Der Eklat um eine Ehren-Medaille

Heute soll Daniela Dahn die Louise-Schroeder-Medaille bekommen. Das parteipolitische Hickhack um die von der PDS nominierte Schriftstellerin aber schadet dem Ansehen der Ehrung. Grüne wollen künftig ein neues Auswahlverfahren

Daniela Dahn ist eine, die polarisiert. Die Berliner Schriftstellerin und Journalistin eckte schon 1976 als SED-Mitglied an, weil sie gegen die Ausbürgerung Wolf Biermanns protestierte. 1998 sorgte ihre Nominierung durch die PDS für den Posten einer Laienrichterin am Brandenburger Verfassungsgericht für heftigen Streit. Damals bemängelten ihre Gegner, dass Dahn sich zu kritisch über die Bundesrepublik geäußert habe.

Die für heute geplante Verleihung der Berliner Louise-Schroeder-Medaille an die notorisch Unbequeme blieb bis zum Schluss von parteipolitischem Gezänk begleitet. Scharfe Proteste gab es von der Opposition, die ihr Fernbleiben ankündigte. Frank Steffel, Unions-Fraktionschef, sagte, Dahn stehe im Verdacht, den Unrechtsstaat DDR verharmlosen und die Opfer der SED-Diktatur „verhöhnen“ zu wollen. Auch die FDP kritisierte, dass Dahn „weder zum Zusammenwachsen der Stadt noch zur Frauenbewegung etwas beigetragen habe“. Vielmehr sollte mit der Wahl Dahns die PDS-Klientel bedient werden. Auch Sybill Klotz von den Grünen zeigte sich skeptisch, was die Nominierung betrifft. Dahn habe zum Thema Gleichstellung „eher unqualifizierte und peinliche Äußerungen“ gemacht.

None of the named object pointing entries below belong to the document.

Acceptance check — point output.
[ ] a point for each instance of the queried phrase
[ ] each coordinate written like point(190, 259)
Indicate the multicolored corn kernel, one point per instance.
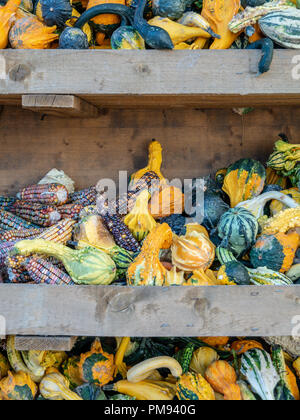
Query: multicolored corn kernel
point(70, 211)
point(86, 197)
point(39, 214)
point(121, 234)
point(43, 271)
point(16, 235)
point(10, 221)
point(56, 194)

Die Autorin selbst bekräftigte ihre Absicht, die Medaille trotz der Kontroversen annehmen zu wollen. Vorwürfe, sie habe das SED-Regime verharmlost, wies sie als „Unsinn“ zurück. Der Rowohlt Verlag bedauerte, dass „aus dem Zusammenhang gerissene Zitate wenig geeignet sind, eine faire und … verständliche Auseinandersetzung“ um seine Autorin zu führen.

Die Laudatio zur Ehrung hält nunmehr der frühere SPD-Politiker und jüngst zum Berliner Ehrenbürger ernannte Egon Bahr. Exbundestagspräsidentin Rita Süssmuth (CDU) hatte am Montag kurzfristig abgesagt, weil sie die politische Einschätzung Dahns nicht teile. Bahr hatte bereits 1999 die Laudatio auf Dahn gehalten, als sie den Kurt-Tucholsky-Preis für literarische Publizistik erhielt.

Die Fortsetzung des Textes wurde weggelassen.